Apesar de um aumento da pressão por parte da União Europeia e da polícia turca, mais de 68 mil pessoas usaram essa rota no mês passado. Em janeiro de 2015, somente 5 mil haviam feito a travessia, de acordo com a Organização Internacional de Migrações (OIM). Em fevereiro deste ano, espera-se que o número aumente ainda mais, com dezenas de milhares de pessoas fugindo da província síria de Aleppo.
"A Europa pode dar dinheiro à Turquia, mas nem 100 bilhões de dólares vão parar isso", afirmou Necep Uz, proprietário da pensão Adil em Cesme, cidade costeira perto de Izmir onde refugiados permanecem até a partida para a ilha grega de Lesbos.
"Essas pessoas estão escapando de guerras, e vão continuar vindo até as guerras cessarem", disse Uz. "Lembre-se disso quando voltar daqui a dois anos e tudo continuar igual."
Em Izmir, ainda se vendem coletes salva-vidas na cor laranja fluorescente, mas agora eles foram levados para dentro das lojas. Assim como as operações de tráfico humano, os coletes continuam sendo um elemento do comércio diário, só que um pouco menos visíveis que antes.
"Sem grandes máfias"
Depois de pagar os traficantes em Izmir, os migrantes costumam ser transportados para cidades costeiras no norte, perto de Ayvalik. De lá, partem para Lesbos ou vão para Cesme, no leste, onde atualmente cerca de 400 refugiados esperam em hotéis por melhores condições meteorológicas para cruzar o Mar Egeu no fim de semana.

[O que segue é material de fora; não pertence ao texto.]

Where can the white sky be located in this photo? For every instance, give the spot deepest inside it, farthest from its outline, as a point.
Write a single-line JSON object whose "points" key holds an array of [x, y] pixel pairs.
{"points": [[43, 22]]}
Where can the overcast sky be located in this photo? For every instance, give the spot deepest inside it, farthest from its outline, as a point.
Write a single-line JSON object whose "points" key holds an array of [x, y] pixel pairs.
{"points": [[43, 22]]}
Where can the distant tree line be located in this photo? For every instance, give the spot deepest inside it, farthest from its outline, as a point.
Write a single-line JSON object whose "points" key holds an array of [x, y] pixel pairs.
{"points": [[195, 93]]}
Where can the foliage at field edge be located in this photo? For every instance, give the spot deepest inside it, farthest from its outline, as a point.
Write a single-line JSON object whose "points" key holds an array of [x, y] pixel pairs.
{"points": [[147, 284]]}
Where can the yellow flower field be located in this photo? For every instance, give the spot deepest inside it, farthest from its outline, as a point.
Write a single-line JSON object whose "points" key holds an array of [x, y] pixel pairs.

Quando o mar fica agitado, os quartos da pensão de Uz costumam lotar. Ele cobra 10 dólares por pessoa ou 60 dólares por família, mas ele também afirmou que frequentemente não cobra daqueles que não podem pagar. "O que posso fazer?", indagou. "Deixar uma mãe com três filhos dormir do lado de fora?"
Enquanto crianças afegãs jogavam futebol na rua em frente à pensão, Uz explicou que a polícia local tentou várias vezes intimidá-lo e ameaçou fechar seu negócio, caso ele continuasse a hospedar pessoas a caminho da Grécia.

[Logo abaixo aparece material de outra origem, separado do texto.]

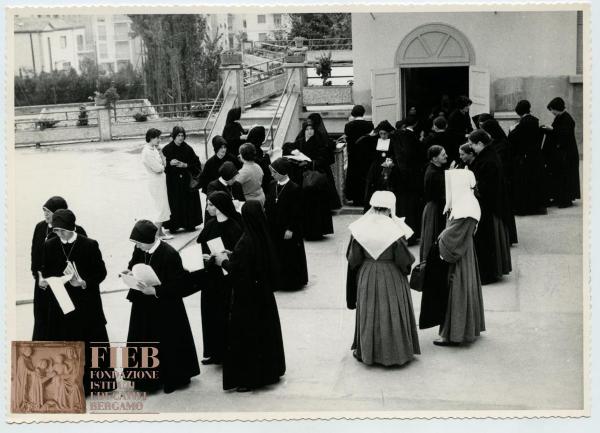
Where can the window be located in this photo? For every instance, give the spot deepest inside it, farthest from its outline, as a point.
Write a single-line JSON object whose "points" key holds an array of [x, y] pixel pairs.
{"points": [[101, 33], [121, 31], [103, 51], [122, 64], [122, 50]]}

"Se quiserem, eles podem me mandar para a prisão", disse. "Mas sei que não estou fazendo nada de errado. São os atravessadores que trazem essas pessoas para cá. A polícia diz que eles têm grandes organizações, mas são simples grupos de pessoas. Não existem grandes máfias."
"Qualquer lugar menos o Irã"
Ali, um pintor de paredes iraniano de 25 anos de idade, ficou num quarto no andar de cima por duas noites. Ele pagou 1.000 dólares a um traficante por um lugar num bote e disse estar esperando que o vento se acalmasse para partir rumo à Europa. Durante sua estadia, o jovem aproveitou para comprar documentos falsos afegãos por 100 dólares, para passar pelos controles de fronteira nos Bálcãs, que permitem a passagem somente de refugiados oriundos de zonas de guerra.
Ao ser questionado por que deixou o Irã, Ali levantou a camiseta para mostrar as cicatrizes de centenas de chibatadas que recebeu ao ser pego bebendo álcool. "Quero ir para a Alemanha ou Dinamarca ou até mesmo para a prisão na Europa", explicou. "Qualquer lugar menos o Irã."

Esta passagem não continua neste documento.